I am struggling with this problem from an introduction to Machine Learning Course at a my University that I never fully wrapped my head around. Here's the problem as it was written:
For any two random variables $X$, $Y$ the covariance is defined as $\text{Cov}(X, Y ) = E\left[\left(X − E[X]\right)\left(Y − E[Y ]\right)\right]$. You may assume $X$ and $Y$ take on a discrete values if you find that is easier to work with.
a. [$1$ point] If $E[Y | X = x] = x$ show that $$ \text{Cov}(X,Y) = E[(X-E[X])^2] $$ b. [1 point] If $X, Y$ are independent show that $$ \text{Cov}(X, Y ) = 0 $$
I am mainly struggling on part $A$. I think that I can see how to get from the proof of part $A$ to the proof of part $B$.
Any help would be much appreciated, I'll show things I've tried and where I get stuck, at times it's seemed like I might have proved that $E[X] = E[Y]$ at least but these proofs are dubious at best.
Attempt 1:
$E[Y|X=x]=x$ is essentially the same (I think) as $E[Y|X]=X$ since for any value of $x$ we are saying that the expected value of $Y$ takes on $x$.

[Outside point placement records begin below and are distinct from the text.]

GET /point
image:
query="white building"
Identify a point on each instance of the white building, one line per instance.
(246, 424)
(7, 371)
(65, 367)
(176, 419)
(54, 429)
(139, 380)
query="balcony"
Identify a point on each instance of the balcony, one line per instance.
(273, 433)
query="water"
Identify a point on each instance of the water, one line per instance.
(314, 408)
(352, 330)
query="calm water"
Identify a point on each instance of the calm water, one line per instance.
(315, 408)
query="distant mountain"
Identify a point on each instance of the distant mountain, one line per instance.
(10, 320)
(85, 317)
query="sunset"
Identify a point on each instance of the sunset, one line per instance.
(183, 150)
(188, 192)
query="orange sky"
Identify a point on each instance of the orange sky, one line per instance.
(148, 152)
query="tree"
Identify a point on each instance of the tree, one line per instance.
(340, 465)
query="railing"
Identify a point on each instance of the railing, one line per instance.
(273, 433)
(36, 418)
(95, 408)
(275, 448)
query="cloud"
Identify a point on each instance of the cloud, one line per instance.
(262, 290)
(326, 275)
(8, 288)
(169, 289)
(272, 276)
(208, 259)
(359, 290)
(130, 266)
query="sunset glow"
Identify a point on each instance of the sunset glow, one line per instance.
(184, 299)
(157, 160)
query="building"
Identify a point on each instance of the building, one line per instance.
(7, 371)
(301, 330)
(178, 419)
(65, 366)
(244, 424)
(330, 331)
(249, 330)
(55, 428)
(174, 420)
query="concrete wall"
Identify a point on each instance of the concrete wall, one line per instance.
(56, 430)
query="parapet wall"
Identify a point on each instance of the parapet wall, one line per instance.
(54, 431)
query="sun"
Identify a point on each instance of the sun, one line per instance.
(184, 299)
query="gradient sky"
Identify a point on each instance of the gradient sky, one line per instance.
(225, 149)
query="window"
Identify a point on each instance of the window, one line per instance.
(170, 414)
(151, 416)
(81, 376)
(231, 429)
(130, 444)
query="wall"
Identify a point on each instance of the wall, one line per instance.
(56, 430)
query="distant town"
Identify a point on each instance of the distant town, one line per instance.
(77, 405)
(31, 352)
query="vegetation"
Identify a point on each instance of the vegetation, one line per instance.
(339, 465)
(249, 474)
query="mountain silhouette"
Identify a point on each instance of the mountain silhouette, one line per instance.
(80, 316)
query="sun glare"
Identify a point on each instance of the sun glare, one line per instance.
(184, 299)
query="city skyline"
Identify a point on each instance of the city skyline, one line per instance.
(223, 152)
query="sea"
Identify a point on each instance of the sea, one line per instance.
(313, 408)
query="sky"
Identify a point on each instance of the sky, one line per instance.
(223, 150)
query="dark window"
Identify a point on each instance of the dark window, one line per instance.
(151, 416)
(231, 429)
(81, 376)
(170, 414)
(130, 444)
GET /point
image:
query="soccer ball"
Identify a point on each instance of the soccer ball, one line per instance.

so: $$ E[Y|X]=X $$ taking the expected value of both sides: $$ E[E[Y|X]]=E[X] $$ Here I want to say that $E[E[Y|X]]$ is the same as $E[Y]$ because of the way that the expected value sums over all the $Y$'s. Pretty sure that's not the right thing to do.
Attempt 2:
Let $Z$ be a random variable defined by: $$ Z=Y-E[Y|X] $$ taking the expected value: $$ E[Z]=E[Y]-E[E[Y|X]] $$ again if the $E[E[Y|X]] = E[Y]$ I could prove that the $E[Z] = 0$ and get around to proving that $E[Y] = E[X]$, this is essentially a round about way of doing the above.
I'm pretty stuck for ideas at this point and any help is appreciated!
I hope that this works (I'll assume that X and Y take on a discrete values):
a. $\text{If } \mathbb{E}[Y|X=x]=x, \text{ then } \text{cov}(X,Y)= \mathbb{E}[(X-\mathbb{E}(X))^2]$
Solution:
First, lets analyze:
$$\text{cov}(X,Y) = \mathbb{E}[(X-\mathbb{E}[X])(Y-\mathbb{E}[Y])] = \mathbb{E}[XY - X\mathbb{E}[Y] -\mathbb{E}[X]Y + \mathbb{E}[X]\mathbb{E}[Y]] = \mathbb{E}[XY] - \mathbb{E}[X\mathbb{E}[Y]] - \mathbb{E}[Y\mathbb{E}[X]] + \mathbb{E}[\mathbb{E}[X]\mathbb{E}[Y]] = \mathbb{E}[XY] -2\mathbb{E}[X]\mathbb{E}[Y] + \mathbb{E}[X]\mathbb{E}[Y] = \mathbb{E}[XY] - \mathbb{E}[X]\mathbb{E}[Y]$$
Don't foget that, $$\mathbb{E}[Y|X=x_k] = x_k, \text{ for all } x_k \in R_X$$
Second, (I'll use the hypothesis on the second "="):
$$ \mathbb{E}[X] = \sum_{x_i \in R_X} x_i\mathbb{P}[X] = \sum_{x_i \in R_X} \mathbb{E}[Y|X=x_i]\mathbb{P}[X] = \mathbb{E}[\mathbb{E}[Y|X=x_i]] = \mathbb{E}[Y] $$
The last term is a result of theorem in Probability Theory.
Moving on:
$$ \mathbb{E}[XY] = \sum_{x_i \in R_X} \sum_{y_i \in R_Y} x_i y_i \mathbb{P}[X=x_i, Y=y_i] = \sum_{x_i \in R_X} x_i ( \sum_{y_i \in R_Y} y_i \mathbb{P}[X=x_i, Y=y_i]) = \sum_{x_i \in R_X}x_i ( \sum_{y_i \in R_Y} y_i \mathbb{P}[Y=y_i|X=x_i] \mathbb{P}[X=x_i]) = \sum_{x_i \in R_X}x_i \mathbb{P}[X=x_i] \sum_{y_i \in R_Y} y_i \mathbb{P}[Y=y_i|X=x_i] = \sum_{x_i \in R_X}x_i \mathbb{P}[X=x_i] \mathbb{E}[Y|X=x_i] = \sum_{x_i \in R_X}x_i \mathbb{P}[X=x_i] x_i = \sum_{x_i \in R_X}x_i^2 \mathbb{P}[X=x_i] = \mathbb{E}[X^2]$$
Finally, if we substitute on covariance:
$$\text{cov}(X,Y) = \mathbb{E}[XY] - \mathbb{E}[X]\mathbb{E}[Y] = \mathbb{E}[X^2] - \mathbb{E}[X]\mathbb{E}[X] = \mathbb{E}[X^2] - \mathbb{E}[X]^2 = \text{Var}[X] = \mathbb{E}[(X-\mathbb{E}[X])^2]$$
b. If X,Y are independet show that: $$\text{cov}(X,Y)=0$$
Solution:
$\text{If X,Y are independent, then } \mathbb{E}[XY]=\mathbb{E}[X]\mathbb{E}[Y]$
So,
$$\text{cov}(X,Y) = \mathbb{E}[XY] - \mathbb{E}[X]\mathbb{E}[Y] = \mathbb{E}[X]\mathbb{E}[Y] - \mathbb{E}[X]\mathbb{E}[Y] = 0$$